The most expensive movie ever made is Pirates of the Caribbean: On Stranger Tides, which cost a whopping $410 million. That’s a pretty penny to be sure, but it’s less than half a percent of the most expensive human-made object in history: the International Space Station, whose price tag comes in at $100 billion. Launched in 1998 after more than a decade of careful (and often difficult) planning, the ISS is a collaboration between five space agencies: NASA (United States), Roscosmos (Russia), JAXA (Japan), ESA (Europe), and CSA (Canada).
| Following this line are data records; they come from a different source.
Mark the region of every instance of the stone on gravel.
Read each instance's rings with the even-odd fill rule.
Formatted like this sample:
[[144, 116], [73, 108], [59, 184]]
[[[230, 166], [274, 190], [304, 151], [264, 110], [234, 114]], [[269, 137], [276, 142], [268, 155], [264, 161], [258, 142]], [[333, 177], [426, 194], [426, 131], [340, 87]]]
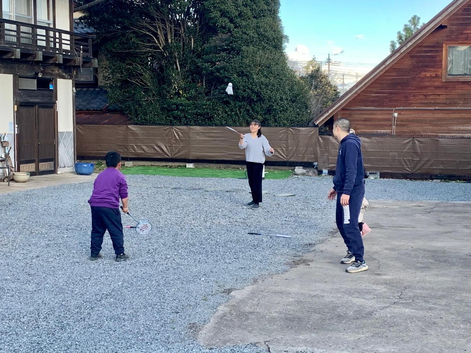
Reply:
[[220, 187], [208, 187], [204, 189], [205, 191], [222, 191], [224, 189]]

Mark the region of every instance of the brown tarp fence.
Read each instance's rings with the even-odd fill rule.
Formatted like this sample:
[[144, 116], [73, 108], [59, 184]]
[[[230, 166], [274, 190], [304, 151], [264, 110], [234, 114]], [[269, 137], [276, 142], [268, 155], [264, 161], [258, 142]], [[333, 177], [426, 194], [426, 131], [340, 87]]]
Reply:
[[[247, 128], [236, 128], [241, 132]], [[338, 143], [316, 128], [262, 128], [276, 151], [270, 161], [311, 163], [334, 170]], [[471, 175], [471, 138], [361, 137], [368, 171], [406, 174]], [[102, 158], [109, 151], [124, 157], [243, 160], [238, 136], [223, 127], [77, 126], [77, 155]]]

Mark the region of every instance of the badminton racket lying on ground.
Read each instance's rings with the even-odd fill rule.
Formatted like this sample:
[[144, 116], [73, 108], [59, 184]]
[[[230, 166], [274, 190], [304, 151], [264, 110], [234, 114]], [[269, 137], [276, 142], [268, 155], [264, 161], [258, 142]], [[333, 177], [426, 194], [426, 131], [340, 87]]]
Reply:
[[[122, 206], [121, 206], [121, 209], [122, 209]], [[127, 215], [129, 216], [131, 218], [136, 221], [136, 223], [137, 224], [132, 226], [131, 225], [127, 225], [124, 228], [134, 228], [136, 230], [136, 233], [138, 234], [140, 234], [141, 235], [145, 235], [147, 234], [151, 230], [152, 230], [152, 225], [150, 224], [150, 222], [148, 221], [138, 221], [137, 219], [135, 218], [129, 212], [125, 212]]]
[[239, 132], [236, 130], [234, 130], [233, 128], [229, 128], [228, 126], [226, 126], [226, 127], [228, 128], [229, 130], [232, 130], [233, 131], [234, 131], [235, 132], [237, 132], [237, 134], [240, 135], [240, 134], [239, 133]]
[[284, 234], [268, 234], [267, 233], [247, 233], [254, 235], [273, 235], [274, 237], [281, 237], [282, 238], [291, 238], [291, 235], [285, 235]]

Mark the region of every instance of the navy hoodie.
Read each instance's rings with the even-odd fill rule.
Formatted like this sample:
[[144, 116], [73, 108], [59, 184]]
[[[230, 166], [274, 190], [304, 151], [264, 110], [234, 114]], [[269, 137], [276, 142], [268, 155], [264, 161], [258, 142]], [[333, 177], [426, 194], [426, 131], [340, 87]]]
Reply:
[[361, 140], [350, 134], [340, 141], [333, 188], [337, 193], [349, 195], [354, 187], [363, 184], [364, 177]]

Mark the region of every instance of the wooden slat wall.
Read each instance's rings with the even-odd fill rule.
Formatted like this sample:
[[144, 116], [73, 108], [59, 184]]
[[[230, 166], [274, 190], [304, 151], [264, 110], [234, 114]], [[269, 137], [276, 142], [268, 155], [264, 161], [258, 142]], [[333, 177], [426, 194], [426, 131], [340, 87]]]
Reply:
[[[358, 132], [390, 132], [392, 112], [358, 107], [471, 107], [471, 81], [442, 80], [443, 42], [469, 41], [471, 5], [458, 10], [371, 83], [340, 112]], [[471, 111], [398, 112], [397, 134], [471, 133]]]

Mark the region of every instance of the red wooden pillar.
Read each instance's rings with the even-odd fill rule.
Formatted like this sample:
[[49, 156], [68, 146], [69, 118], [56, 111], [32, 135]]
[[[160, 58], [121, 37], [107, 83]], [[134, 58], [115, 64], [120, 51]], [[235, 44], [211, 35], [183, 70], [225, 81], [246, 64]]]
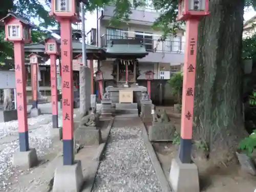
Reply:
[[[204, 1], [204, 2], [203, 2]], [[199, 20], [209, 14], [208, 0], [194, 2], [180, 0], [177, 20], [186, 20], [184, 54], [181, 140], [179, 158], [182, 163], [191, 163], [194, 101]]]
[[[50, 55], [51, 63], [51, 95], [52, 111], [52, 127], [58, 127], [58, 90], [57, 89], [57, 66], [56, 60], [59, 54], [59, 43], [53, 37], [45, 40], [46, 52]], [[60, 71], [61, 71], [60, 69]]]
[[93, 60], [91, 59], [90, 60], [90, 68], [91, 69], [91, 94], [93, 95], [94, 94], [94, 78], [93, 75]]
[[31, 53], [29, 55], [31, 65], [31, 86], [32, 88], [32, 109], [37, 109], [37, 80], [38, 62], [41, 57], [35, 53]]

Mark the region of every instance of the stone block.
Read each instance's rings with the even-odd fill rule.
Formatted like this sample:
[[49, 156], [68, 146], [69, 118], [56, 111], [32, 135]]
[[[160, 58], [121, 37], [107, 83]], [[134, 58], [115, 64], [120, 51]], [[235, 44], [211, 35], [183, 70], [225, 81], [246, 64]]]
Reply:
[[83, 177], [80, 161], [72, 165], [58, 166], [54, 173], [53, 192], [79, 192]]
[[34, 148], [27, 152], [15, 153], [12, 157], [12, 165], [22, 169], [30, 168], [37, 164], [38, 160], [36, 151]]
[[101, 132], [95, 127], [81, 126], [74, 132], [76, 142], [82, 146], [98, 145], [102, 142]]
[[148, 137], [151, 141], [170, 141], [175, 131], [170, 122], [153, 122], [148, 127]]
[[0, 122], [7, 122], [18, 119], [17, 110], [0, 111]]
[[37, 117], [41, 114], [41, 110], [40, 109], [32, 108], [30, 110], [30, 117]]
[[170, 165], [169, 181], [174, 192], [199, 192], [198, 169], [194, 163], [182, 163], [173, 159]]

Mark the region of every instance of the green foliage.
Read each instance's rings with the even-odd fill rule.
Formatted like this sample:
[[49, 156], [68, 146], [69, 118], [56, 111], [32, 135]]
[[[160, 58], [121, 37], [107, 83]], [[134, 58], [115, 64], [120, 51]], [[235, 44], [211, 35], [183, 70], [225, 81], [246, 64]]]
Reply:
[[172, 76], [167, 81], [172, 88], [172, 94], [178, 97], [179, 103], [181, 103], [181, 94], [183, 82], [183, 75], [181, 72], [178, 72]]
[[256, 91], [253, 91], [249, 96], [249, 102], [251, 105], [256, 105]]
[[256, 148], [256, 130], [249, 137], [244, 138], [239, 144], [238, 149], [245, 152], [248, 156], [251, 156]]

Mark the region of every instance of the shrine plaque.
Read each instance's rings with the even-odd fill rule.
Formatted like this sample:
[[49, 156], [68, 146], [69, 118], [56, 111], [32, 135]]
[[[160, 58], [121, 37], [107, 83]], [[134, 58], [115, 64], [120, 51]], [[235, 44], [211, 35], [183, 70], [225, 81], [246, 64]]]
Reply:
[[133, 102], [133, 90], [119, 90], [119, 103]]

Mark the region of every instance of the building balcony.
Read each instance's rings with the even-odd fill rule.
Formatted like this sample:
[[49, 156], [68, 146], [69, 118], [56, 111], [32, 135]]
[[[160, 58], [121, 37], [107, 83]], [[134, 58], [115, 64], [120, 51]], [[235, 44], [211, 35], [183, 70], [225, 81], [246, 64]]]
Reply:
[[[104, 6], [100, 11], [99, 15], [102, 19], [110, 20], [114, 15], [114, 9], [115, 6]], [[160, 15], [156, 10], [151, 8], [132, 8], [132, 12], [128, 23], [138, 25], [151, 26]]]
[[184, 62], [185, 42], [166, 40], [163, 41], [154, 38], [104, 34], [101, 37], [101, 46], [106, 48], [113, 39], [137, 39], [145, 45], [148, 55], [141, 61], [180, 63]]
It has been continuously occupied since 2000, with a full-time international crew conducting microgravity experiments and other research.
For all that, the ISS almost didn’t exist in the first place. “There was never really a strong push to abandon it but there were threats,” according to Valerie Neal of the National Air and Space Museum in Washington, D.C. “It was very nearly killed by a single vote at one of the committees of the U.S. Congress.” Getting five space agencies representing the interests of 15 countries to work together was no easy feat, but few would argue that the results — including insights on disease treatments and drug delivery systems, the development of new water purification systems, and a better understanding of how bodies work in space — haven’t justified the financial investment.
We tend to think of everyone in space as an astronaut, but the term (which comes from the Greek words for “star” and “sailor”) usually only refers to those from the United States, Europe, Canada, and Japan. Russian space explorers are called cosmonauts (from the Greek for “universe” and “sailor”). Less well known, but no less catchy, is the term coined in the West for Chinese astronauts: “taikonaut,” which comes from the Chinese word for “space” and Greek for “sailor.” The term is only used in the West — at home, Chinese spacefarers are known as yuhangyuan, which is derived from the words for “space” and “traveler.”